Congrats to the winner of our first recipe contest, Jessica Wetherby! We love this creative recipe because it is chock full of so many veggies and bold flavors. Plus, using our Buffalo Sauce as a dressing for the zoodles is such a cool idea!
What you need
1 fennel bulb sliced thin
1 small cauliflower chopped to florets
1 pound Brussels sprouts trimmed and halved
2 tablespoon olive or avocado oil
2 teaspoons ground cumin
20 ounces ground, 93% turkey
1 teaspoon ground turmeric
1 teaspoon chili powder
1/4 cup almond flour
1 egg (can omit for egg free)
1/4 cup chopped cilantro
pinch coarse salt
2 tablespoons lemon juice
2 tablespoons olive oil
2 tablespoons Tessemae's Buffalo Sauce (or more to taste)
3 zucchini's spiralized into small noodles
Chopped cilantro to garnish
What to Do:
- Preheat your oven to 375. Place chopped veggies on baking sheet and coat with oil and cumin. Roast for 20 minutes. Optional: chop veggies into smaller pieces.

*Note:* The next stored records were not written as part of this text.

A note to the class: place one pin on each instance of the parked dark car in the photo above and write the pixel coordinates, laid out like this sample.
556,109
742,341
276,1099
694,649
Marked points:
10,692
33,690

- Meanwhile combine all meatball ingredients, mix well with your hands, and make small tablespoon size meatballs. Place on parchment lined baking sheet.
- Once vegetables are finished, turn oven heat down to 350 and bake meatballs about 15 minutes until done.
- Whisk dressing ingredients together. In large bowl, combine spiralized zucchini, roasted vegetables and dressing. Toss in meatballs to coat, or plate and place meatballs on top of veggies. Garnish with extra cilantro.
Notes: Plan ahead- chop veggies ahead of time and set in fridge. Spiralize zucchini ahead of time, place in paper towel lined Tupperware/bowl, top with another paper towel and store in fridge for 1-2 days. This will pull out some of the moisture.